Конечно, упросили: у Алексея Иваныча мягкое было сердце, — и фонарь пришелся теперь против дачки, старенькой и маленькой, с меланхолической башенкой в виде садовой беседки.
Потом появлялся иногда чрезвычайно жизнерадостный старик, еще ни одной бодрой нотки из голоса не потерявший, — может быть, потому, что всю жизнь в шерстяных рубашках ходил, — педагог бывший, Максим Михалыч. Появлялся он исключительно тогда, когда со своим поваром Ионой с базара ехал на спокойной-спокойной лошадке соловой масти. Здоровался почему-то неизменно по-латыни, — такая была странная привычка, руки имел чрезвычайно мягкие и очень теплые, говорил, напирая на «о» (был вологжанин), недавно поселясь здесь на покой, всей жизнью восхищался, дорогой тоже, и просил только об одном: не забыть около него акведук.

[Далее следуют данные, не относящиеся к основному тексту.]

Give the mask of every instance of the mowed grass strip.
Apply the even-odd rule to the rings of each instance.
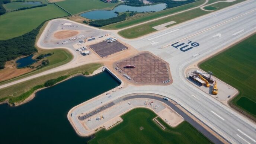
[[[6,97],[19,96],[36,86],[43,84],[48,80],[56,79],[63,76],[82,74],[86,71],[90,74],[102,66],[102,64],[100,63],[87,64],[75,68],[42,76],[1,89],[0,89],[0,99],[4,99],[4,98]]]
[[[116,29],[125,28],[128,26],[194,7],[202,4],[205,1],[205,0],[201,0],[188,4],[156,12],[140,17],[108,25],[103,26],[102,28],[106,29]]]
[[[36,28],[46,20],[68,15],[54,4],[7,13],[0,16],[0,40],[20,36]]]
[[[72,15],[96,9],[111,10],[119,4],[100,0],[65,0],[56,3]]]
[[[200,65],[205,71],[237,89],[231,102],[256,118],[256,34]]]
[[[188,122],[163,130],[153,119],[157,116],[147,109],[133,109],[122,116],[124,121],[110,129],[96,134],[89,144],[209,144],[208,139]],[[141,130],[141,128],[142,128]]]
[[[223,4],[222,6],[219,7],[218,6],[218,5],[216,6],[215,4],[214,4],[214,6],[218,7],[218,9],[219,10],[244,1],[245,0],[237,0],[231,3],[220,2],[216,4],[221,5]],[[212,6],[213,6],[214,5]],[[202,10],[198,8],[174,16],[170,16],[125,29],[119,31],[118,32],[118,33],[125,38],[128,39],[136,38],[156,31],[157,30],[153,29],[153,27],[171,21],[173,20],[176,22],[174,24],[166,26],[167,27],[169,27],[209,13],[211,12]]]

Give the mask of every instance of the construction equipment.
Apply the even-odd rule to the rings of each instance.
[[[196,70],[193,72],[193,73],[196,75],[200,75],[204,78],[206,79],[209,83],[212,83],[214,81],[211,79],[211,76],[212,75],[212,73],[211,71],[208,71],[208,73],[202,73],[198,70]],[[207,76],[206,74],[208,74],[209,76]]]
[[[198,74],[198,77],[199,77],[199,78],[200,79],[204,81],[205,83],[205,86],[206,86],[207,87],[210,87],[210,84],[209,84],[209,82],[208,82],[208,81],[207,81],[205,79],[203,78],[201,74]]]
[[[213,85],[213,87],[212,87],[212,93],[213,95],[216,95],[218,94],[218,87],[217,87],[217,81],[215,81],[215,83]]]

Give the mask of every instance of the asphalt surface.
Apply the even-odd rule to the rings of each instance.
[[[173,82],[167,86],[129,85],[112,94],[110,99],[135,93],[160,95],[178,102],[230,143],[256,143],[255,123],[191,84],[185,74],[188,66],[255,32],[255,17],[256,3],[249,0],[139,39],[127,40],[116,35],[138,50],[149,51],[169,63]],[[186,45],[182,50],[193,48],[185,52],[180,49]],[[79,113],[109,100],[99,97],[71,111]]]

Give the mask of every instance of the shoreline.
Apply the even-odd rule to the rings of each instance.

— А то во-ода дождевая одолевает: грязь несносную производит, и нехорошо: около самой дачи… Кроме этого, прохожие, дабы грязь эту обойти по сухому месту, конечно, volens-nolens за мою ограду хватаются и портят ограду мне…
Говорил он очень основательно, — ясноглазый бородач, — все на «о», и все знаки препинания соблюдал, а повар Иона, ровесник по годам барину, вид имел суровый и никогда не давал ему кончить: на полуслове возьмет и дернет солового так, что тот, хочешь — не хочешь, пойдет дальше, и, подчиняясь этому, как судьбе, Максим Михалыч уже издали допрашивал свое, прощался по-латыни и делал ручкой.

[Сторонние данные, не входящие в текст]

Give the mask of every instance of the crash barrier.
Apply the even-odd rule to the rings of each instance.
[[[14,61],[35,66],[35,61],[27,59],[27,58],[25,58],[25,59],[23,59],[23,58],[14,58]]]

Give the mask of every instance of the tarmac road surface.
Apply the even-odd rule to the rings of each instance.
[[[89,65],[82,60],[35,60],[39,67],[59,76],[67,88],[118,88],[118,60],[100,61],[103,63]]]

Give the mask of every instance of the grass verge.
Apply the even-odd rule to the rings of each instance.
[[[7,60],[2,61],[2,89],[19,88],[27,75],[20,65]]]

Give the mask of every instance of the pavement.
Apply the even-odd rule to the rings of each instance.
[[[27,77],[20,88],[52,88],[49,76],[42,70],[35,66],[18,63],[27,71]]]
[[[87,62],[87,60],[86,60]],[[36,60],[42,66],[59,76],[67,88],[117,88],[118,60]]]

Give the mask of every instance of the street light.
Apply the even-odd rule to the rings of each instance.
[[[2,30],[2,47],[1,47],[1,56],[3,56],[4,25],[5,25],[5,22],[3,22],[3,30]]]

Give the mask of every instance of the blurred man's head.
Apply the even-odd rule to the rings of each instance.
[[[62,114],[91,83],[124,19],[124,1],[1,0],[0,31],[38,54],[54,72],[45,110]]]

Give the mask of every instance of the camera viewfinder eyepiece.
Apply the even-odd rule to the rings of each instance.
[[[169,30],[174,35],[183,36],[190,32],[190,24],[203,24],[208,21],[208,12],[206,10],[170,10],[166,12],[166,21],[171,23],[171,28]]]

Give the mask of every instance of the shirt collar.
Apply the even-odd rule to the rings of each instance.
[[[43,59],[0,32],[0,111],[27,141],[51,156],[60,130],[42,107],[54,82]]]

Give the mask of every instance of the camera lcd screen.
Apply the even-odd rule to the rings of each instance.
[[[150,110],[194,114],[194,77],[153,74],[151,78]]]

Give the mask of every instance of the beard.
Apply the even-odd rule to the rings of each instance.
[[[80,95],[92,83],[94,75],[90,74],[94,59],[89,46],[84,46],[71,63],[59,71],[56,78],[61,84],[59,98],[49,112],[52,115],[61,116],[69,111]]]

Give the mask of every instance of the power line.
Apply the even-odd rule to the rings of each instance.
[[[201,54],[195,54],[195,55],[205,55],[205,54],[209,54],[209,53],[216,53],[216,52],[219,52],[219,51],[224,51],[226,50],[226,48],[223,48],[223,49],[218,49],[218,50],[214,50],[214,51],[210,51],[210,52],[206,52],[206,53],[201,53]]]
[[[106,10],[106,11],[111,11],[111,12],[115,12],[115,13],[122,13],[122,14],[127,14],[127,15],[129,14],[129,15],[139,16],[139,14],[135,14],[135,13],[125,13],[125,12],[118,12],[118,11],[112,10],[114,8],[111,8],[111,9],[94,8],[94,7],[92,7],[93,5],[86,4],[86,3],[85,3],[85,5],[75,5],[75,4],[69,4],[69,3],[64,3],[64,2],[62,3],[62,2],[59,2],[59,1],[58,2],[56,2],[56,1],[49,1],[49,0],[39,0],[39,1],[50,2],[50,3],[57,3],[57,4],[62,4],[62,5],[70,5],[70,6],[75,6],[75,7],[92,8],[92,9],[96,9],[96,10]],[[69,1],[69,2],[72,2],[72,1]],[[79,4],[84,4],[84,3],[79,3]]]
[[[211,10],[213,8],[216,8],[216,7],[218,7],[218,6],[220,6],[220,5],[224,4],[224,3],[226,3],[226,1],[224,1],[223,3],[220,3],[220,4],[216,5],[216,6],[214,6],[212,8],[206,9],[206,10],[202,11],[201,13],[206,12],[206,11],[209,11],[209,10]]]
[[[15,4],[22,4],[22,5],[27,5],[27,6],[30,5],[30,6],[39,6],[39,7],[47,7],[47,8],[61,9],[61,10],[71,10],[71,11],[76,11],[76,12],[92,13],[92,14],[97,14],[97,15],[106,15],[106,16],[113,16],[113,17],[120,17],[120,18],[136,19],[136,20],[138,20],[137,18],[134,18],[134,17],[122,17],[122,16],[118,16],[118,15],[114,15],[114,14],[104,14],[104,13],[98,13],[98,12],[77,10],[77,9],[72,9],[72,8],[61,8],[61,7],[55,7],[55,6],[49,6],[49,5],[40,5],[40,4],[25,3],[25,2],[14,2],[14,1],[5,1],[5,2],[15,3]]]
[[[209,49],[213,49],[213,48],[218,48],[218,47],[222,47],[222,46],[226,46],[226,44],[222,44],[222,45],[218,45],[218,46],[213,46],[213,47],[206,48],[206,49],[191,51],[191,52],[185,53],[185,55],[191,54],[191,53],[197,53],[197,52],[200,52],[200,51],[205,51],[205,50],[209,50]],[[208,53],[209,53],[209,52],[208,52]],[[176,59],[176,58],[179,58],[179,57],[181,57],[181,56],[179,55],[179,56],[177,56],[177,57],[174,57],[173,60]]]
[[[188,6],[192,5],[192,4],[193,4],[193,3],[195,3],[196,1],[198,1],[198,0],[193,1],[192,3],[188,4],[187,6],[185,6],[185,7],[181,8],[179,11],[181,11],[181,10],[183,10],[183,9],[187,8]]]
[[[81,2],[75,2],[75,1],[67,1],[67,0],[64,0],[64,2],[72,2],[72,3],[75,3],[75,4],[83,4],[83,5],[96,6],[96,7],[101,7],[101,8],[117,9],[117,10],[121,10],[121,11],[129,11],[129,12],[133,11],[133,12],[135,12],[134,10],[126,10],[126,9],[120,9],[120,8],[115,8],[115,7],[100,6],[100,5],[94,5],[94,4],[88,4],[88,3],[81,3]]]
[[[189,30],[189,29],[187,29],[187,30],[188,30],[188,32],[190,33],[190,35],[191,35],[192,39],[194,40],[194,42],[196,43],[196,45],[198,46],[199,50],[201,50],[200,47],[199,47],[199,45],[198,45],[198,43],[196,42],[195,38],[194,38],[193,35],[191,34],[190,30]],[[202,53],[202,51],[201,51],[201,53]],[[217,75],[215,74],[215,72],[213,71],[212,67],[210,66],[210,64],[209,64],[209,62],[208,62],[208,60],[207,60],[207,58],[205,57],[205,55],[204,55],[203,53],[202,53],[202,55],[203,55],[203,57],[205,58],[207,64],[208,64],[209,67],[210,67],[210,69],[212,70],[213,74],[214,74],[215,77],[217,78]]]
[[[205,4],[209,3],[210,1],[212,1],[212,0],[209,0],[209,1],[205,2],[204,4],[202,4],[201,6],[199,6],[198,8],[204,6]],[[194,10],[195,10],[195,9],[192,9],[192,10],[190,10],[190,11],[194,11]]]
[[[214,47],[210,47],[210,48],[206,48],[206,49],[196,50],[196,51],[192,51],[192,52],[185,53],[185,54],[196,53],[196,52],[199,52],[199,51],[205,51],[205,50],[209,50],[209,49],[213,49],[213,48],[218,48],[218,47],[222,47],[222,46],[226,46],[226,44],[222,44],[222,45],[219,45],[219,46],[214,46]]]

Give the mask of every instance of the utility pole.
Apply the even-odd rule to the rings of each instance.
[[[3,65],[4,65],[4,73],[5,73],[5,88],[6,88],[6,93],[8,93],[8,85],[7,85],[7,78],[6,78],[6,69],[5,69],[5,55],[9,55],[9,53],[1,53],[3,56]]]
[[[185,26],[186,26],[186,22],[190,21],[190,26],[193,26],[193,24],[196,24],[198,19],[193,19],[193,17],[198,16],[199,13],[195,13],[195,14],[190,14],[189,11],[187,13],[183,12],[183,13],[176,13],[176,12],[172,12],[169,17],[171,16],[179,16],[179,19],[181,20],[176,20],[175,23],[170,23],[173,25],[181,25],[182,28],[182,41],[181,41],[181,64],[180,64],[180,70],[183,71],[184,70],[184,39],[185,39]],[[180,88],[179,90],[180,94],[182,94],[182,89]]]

Или немец Петере спускался со своей дачи, похожей на часовню, и совершал вдоль берега прогулку; бритый, высокий, плотный, часто кивал на все кругом головою и говорил бурно:
— Дайте это все немцам!.. Что бы они тут сделали, — ффа-фа-фа!.. Дайте это немцам! Дайте это немцам!..
Очень усердно просил, как будто от Алексея Иваныча зависело отдать это все кому-нибудь, хотя бы и немцам.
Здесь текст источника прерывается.